Cada vez más los proyectos residenciales en Bogotá están incorporando áreas comunes con un enfoque ecológico y de comunidad, que van más allá de la piscina o el gimnasio. Estas zonas verdes o huertas urbanas son un elemento diferenciador que aporta valor al inmueble, mejora la experiencia de los residentes y conecta al proyecto con prácticas de sostenibilidad urbana. Por ejemplo, iniciativas en la ciudad han generado más de 17.000 huertas fortalecidas y han capacitado a más de 23.000 personas en agricultura urbana y compostaje.
Para un propietario que considera invertir o entregar un inmueble en copropiedad, pensar en una huerta urbana comunitaria, bancas de compostaje, terrazas verdes o jardines compartidos ofrece varias ventajas. En primer lugar, se da un sentido de comunidad al edificio: los residentes se vinculan con un propósito común (cultivar, convivir, reciclar) más allá de solo vivir en un conjunto. Esto potencia la percepción de que el lugar es más que un alojamiento: es un estilo de vida. En segundo lugar, cuando el proyecto comunica que incluye espacios de convivencia verde, las personas lo valoran más: saben que estarán en un entorno más amable, con aire más limpio, posibilidad de actividades al aire libre, y posiblemente menores costos operativos si se aprovechan sistemas de compostaje o huertas que contribuyen a la gestión de residuos.
En Bogotá ya existen múltiples ejemplos que muestran que la infraestructura para huertas comunitarias y agricultura urbana se puede montar incluso en zonas densas o en terrazas de edificios. Un colectivo llamado “Terrazas Verdes” ha creado huertas en terrazas de juntas de acción comunal, con más de 40 huertas comunitarias creadas en diversas localidades de la ciudad.
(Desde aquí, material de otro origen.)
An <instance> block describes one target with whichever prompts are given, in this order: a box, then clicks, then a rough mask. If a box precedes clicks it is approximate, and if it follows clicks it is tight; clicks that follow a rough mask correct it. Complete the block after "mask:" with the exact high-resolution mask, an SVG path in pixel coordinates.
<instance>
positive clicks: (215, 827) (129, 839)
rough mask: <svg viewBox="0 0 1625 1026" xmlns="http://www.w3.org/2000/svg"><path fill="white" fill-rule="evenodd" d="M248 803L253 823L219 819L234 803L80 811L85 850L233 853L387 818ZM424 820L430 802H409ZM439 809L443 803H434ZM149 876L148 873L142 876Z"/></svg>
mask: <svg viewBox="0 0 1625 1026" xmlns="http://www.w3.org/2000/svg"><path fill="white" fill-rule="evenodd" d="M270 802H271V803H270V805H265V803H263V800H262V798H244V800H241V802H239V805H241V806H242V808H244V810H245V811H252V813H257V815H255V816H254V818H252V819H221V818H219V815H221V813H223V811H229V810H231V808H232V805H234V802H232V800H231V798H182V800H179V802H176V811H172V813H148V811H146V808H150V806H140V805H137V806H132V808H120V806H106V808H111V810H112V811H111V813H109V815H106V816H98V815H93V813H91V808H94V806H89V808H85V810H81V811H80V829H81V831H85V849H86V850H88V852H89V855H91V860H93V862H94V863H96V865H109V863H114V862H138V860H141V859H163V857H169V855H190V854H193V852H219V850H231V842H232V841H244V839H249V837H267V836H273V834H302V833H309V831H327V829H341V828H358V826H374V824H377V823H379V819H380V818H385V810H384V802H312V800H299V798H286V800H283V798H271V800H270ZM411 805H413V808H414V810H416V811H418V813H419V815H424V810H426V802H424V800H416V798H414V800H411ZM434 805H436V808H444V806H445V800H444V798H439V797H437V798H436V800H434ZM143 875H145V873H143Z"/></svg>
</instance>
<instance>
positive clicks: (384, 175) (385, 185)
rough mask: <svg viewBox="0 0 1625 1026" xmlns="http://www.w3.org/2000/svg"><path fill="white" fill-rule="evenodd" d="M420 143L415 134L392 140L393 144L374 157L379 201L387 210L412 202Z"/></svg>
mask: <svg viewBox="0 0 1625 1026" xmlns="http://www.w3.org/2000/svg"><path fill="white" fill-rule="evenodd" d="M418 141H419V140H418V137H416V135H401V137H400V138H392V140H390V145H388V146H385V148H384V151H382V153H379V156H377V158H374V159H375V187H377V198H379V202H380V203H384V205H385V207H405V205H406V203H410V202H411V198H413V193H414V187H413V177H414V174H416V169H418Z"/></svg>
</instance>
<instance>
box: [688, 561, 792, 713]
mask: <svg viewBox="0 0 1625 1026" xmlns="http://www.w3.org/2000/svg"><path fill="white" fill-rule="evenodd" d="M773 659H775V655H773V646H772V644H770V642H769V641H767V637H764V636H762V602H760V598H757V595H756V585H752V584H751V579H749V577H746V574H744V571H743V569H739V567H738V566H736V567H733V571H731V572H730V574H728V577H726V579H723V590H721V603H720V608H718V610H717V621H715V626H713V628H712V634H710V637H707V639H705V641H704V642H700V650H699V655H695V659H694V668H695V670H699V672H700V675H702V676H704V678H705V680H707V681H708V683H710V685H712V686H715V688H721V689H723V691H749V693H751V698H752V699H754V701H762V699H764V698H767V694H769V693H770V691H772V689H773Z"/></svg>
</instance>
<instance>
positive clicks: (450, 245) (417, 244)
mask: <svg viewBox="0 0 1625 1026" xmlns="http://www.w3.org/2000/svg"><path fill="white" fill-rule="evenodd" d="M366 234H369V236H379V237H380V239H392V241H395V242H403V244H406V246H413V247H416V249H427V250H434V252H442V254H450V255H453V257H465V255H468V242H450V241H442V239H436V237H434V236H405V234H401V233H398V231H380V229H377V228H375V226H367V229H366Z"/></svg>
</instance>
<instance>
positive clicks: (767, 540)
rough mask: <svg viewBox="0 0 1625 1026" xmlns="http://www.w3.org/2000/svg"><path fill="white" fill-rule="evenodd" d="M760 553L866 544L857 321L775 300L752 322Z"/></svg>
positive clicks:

Este tipo de iniciativas demuestran que no se necesita gran espacio tierra horizontal, sino creatividad, buen diseño y participación de los residentes. Además, la autoridad local apoya estos proyectos: por ejemplo, la localidad de Chapinero promovió talleres de compostaje y entrega de kits de huerta urbana para ciudadanos.
Desde el punto de vista técnico y operativo, a un propietario o administrador le conviene tener claro cómo se gestionarán estos espacios comunes ecológicos: quién mantiene la huerta, cómo se disponen los residuos para el compostaje, cómo se seleccionan las especies de plantas, y cómo se comunica este valor al conjunto.
En definitiva, para un propietario en Bogotá, alinear el diseño del conjunto con un “mundo verde” huertas urbanas, compostaje, espacios de convivencia saludable, no solo responde a tendencias de mercado (hogares que valoran la sostenibilidad) sino también puede traducirse en una ventaja competitiva: un producto inmobiliario mejor posicionado, con mayor diferenciación y que apela a compradores o arrendatarios con sensibilidad ambiental y deseo de comunidad.